Abstract

The article is a homage to the outstanding philosopher and political analyst V.P. Makarenko, timed to coincide with his two anniversaries – the “questionnaire” (eightieth birthday) and the creative one – the half-century anniversary of the hero of the day’s research in the field of “Weberian studies”. Nominated by V.P. Makarenko’s interpretation of the sociological concept of Max Weber as a “special case of pseudo-historicism” – a form of conscious (“ideological”) traditionalism that arises in a situation of total collapse of social foundations, the author proposes to use as an analytical framework for understanding such a modern (including Russian) phenomenon, as “retrotopia”, which most clearly appears in the form of “medievalism” – a utilitarian reception of the ideological heritage of the Middle Ages in relation to the needs of current politics, ideology and culture.
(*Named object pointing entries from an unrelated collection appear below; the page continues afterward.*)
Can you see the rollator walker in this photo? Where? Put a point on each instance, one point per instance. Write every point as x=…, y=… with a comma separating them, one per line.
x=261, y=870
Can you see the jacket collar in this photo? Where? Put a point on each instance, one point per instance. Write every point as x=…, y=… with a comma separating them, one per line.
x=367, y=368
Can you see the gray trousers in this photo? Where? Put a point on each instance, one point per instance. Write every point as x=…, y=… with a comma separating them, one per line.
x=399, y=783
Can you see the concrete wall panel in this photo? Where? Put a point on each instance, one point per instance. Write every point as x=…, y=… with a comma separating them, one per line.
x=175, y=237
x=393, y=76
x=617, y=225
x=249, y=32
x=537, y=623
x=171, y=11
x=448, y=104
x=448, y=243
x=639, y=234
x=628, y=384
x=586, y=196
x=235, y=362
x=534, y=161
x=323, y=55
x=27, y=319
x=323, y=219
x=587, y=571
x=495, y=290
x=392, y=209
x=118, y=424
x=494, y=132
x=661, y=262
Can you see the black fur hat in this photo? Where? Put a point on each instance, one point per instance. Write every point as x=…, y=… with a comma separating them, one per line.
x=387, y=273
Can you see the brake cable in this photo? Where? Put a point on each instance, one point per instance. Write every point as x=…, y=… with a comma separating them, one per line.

From the author’s point of view, medievalism, in the Russian version of which Byzantine images and motifs clearly predominate, is by no means an invention of our time: in fact, it is a secondary form of reception of the ideological heritage of the Middle Ages, characteristic of the 19th century. Thus, modern Russian medievalism in a broader sense represents one of the manifestations of the basic cultural metaplot of the “lost paradise” – nostalgia for the century traditionally considered the “golden age of Russian culture” and the pinnacle of imperial power.